Unvaccinated visitors welcome here.  We refuse to enforce unlawful directions from a government that would microchip its people.

 

              It would appear that not only are the Drydens anti-vaxxers, but about as Far Right as it’s possible to be, and as Hirsch investigates further into the nasty underbelly of mis-and-disinformation (even the regional police station has ‘believers’!) he is also appalled to find that various criminal acts attributed to a new family of no-hopers in town have shown that they will stop at nothing – even murder – in their efforts to gain a foothold in a sleepier, safer, less-policed place than Adelaide.  Hirsch’s plate of calamity is full!
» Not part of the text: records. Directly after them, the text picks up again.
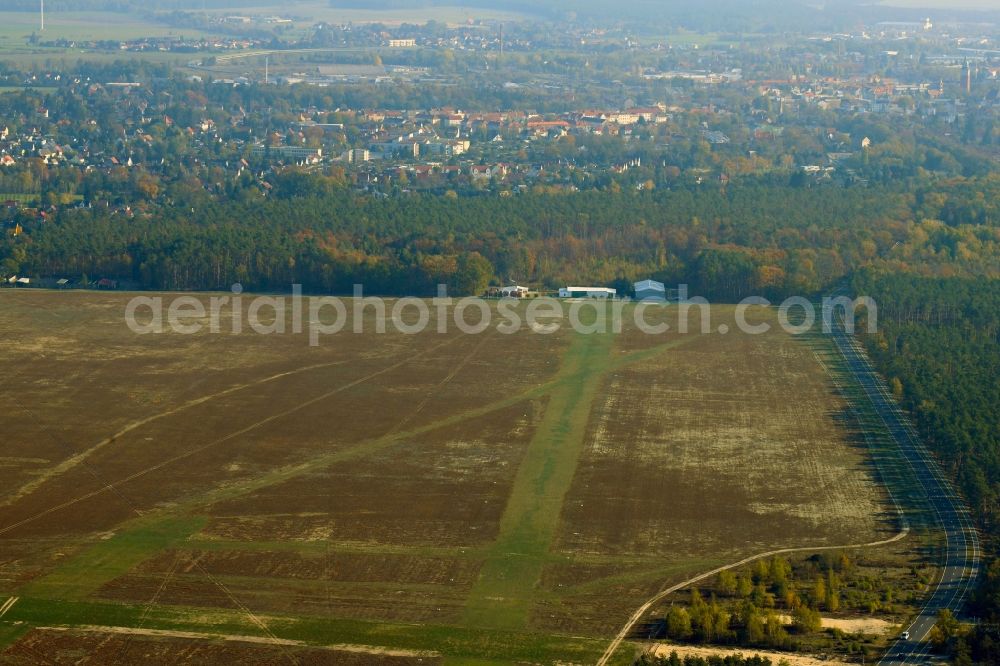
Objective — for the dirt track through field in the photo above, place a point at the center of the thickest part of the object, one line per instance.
(113, 486)
(81, 457)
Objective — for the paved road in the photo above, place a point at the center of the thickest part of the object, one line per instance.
(962, 552)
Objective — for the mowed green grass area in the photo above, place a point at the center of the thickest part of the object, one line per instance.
(214, 518)
(16, 27)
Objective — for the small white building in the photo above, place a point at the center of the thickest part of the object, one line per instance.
(650, 290)
(587, 292)
(514, 291)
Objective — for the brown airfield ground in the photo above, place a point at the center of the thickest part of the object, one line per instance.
(490, 497)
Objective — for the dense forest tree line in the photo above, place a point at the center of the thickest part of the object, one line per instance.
(727, 243)
(939, 345)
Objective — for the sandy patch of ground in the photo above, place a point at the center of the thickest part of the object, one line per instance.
(775, 657)
(855, 625)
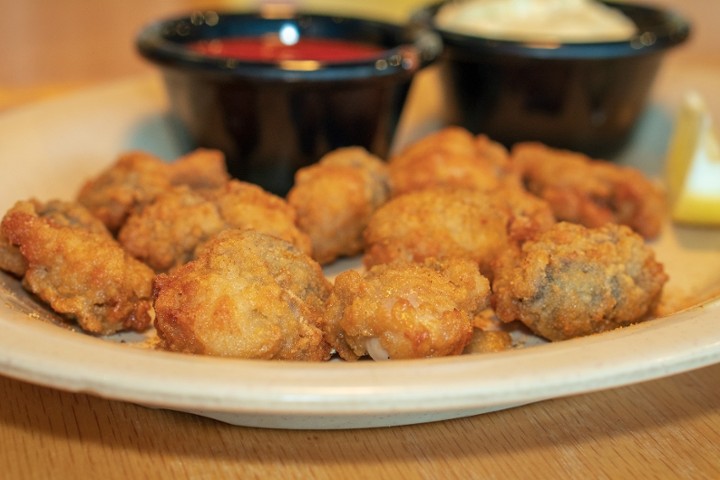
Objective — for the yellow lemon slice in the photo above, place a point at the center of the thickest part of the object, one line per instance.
(693, 166)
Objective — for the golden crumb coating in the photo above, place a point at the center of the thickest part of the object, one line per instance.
(82, 274)
(335, 198)
(137, 177)
(167, 231)
(247, 206)
(590, 192)
(443, 223)
(451, 157)
(405, 310)
(573, 281)
(58, 212)
(247, 295)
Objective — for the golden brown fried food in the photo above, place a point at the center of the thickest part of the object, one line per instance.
(335, 198)
(246, 295)
(443, 223)
(436, 223)
(200, 169)
(136, 178)
(83, 275)
(451, 157)
(247, 206)
(167, 231)
(590, 192)
(405, 310)
(574, 281)
(58, 212)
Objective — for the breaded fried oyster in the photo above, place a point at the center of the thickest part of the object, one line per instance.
(58, 212)
(405, 310)
(137, 177)
(450, 157)
(167, 231)
(573, 281)
(246, 295)
(82, 274)
(335, 198)
(245, 205)
(444, 223)
(590, 192)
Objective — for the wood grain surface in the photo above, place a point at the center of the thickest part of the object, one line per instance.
(667, 428)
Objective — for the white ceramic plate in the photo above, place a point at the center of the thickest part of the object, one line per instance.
(47, 150)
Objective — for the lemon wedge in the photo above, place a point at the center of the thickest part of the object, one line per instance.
(693, 165)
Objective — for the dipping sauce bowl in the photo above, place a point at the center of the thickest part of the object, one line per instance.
(276, 90)
(584, 96)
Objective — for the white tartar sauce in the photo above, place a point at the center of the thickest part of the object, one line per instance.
(566, 21)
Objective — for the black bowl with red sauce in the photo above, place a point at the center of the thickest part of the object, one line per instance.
(275, 92)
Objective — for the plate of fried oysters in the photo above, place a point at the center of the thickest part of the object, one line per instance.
(456, 277)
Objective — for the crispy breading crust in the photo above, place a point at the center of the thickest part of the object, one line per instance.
(590, 192)
(82, 274)
(247, 295)
(335, 198)
(405, 310)
(573, 281)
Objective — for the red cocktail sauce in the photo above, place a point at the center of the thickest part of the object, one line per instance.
(270, 49)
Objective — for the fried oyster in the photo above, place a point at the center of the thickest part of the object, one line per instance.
(450, 157)
(136, 178)
(79, 272)
(167, 231)
(573, 281)
(590, 192)
(247, 295)
(405, 310)
(335, 199)
(453, 222)
(58, 212)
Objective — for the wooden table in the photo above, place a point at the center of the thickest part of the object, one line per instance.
(668, 428)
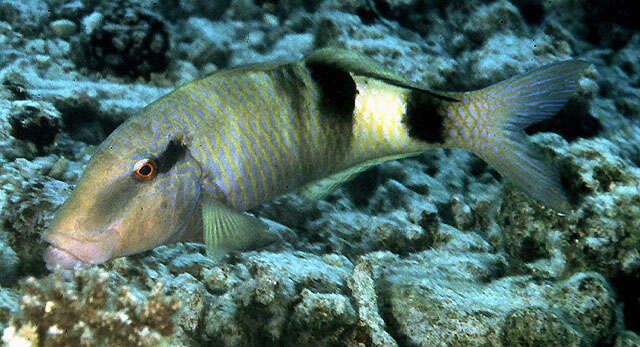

            But Hirsch’s problems multiply a hundred-fold with the report of the disappearance of a light plane used by local Pete Aronson for his aerial photography business:  he and his plane haven’t been seen for twenty-four hours.  Something is wrong, and when the downed plane is finally found, crashed and burned-out, Pete’s incinerated remains are found in the tiny cockpit.  An accident?  Maybe – until bullet holes are found:  Pete’s little plane has been shot out of the sky.  What did he see that cost him his life?

            As always, Garry Disher does a wonderfully competent job of keeping up the suspense, and he portrays with his great characters the sorry state that the world Post-Covid is in at the moment – I say at the moment because I hope against hope that previously rational, reasonable, logically-thinking people will eventually stop believing nasty fairy tales and start living without fear again.  I hope.  FIVE STARS.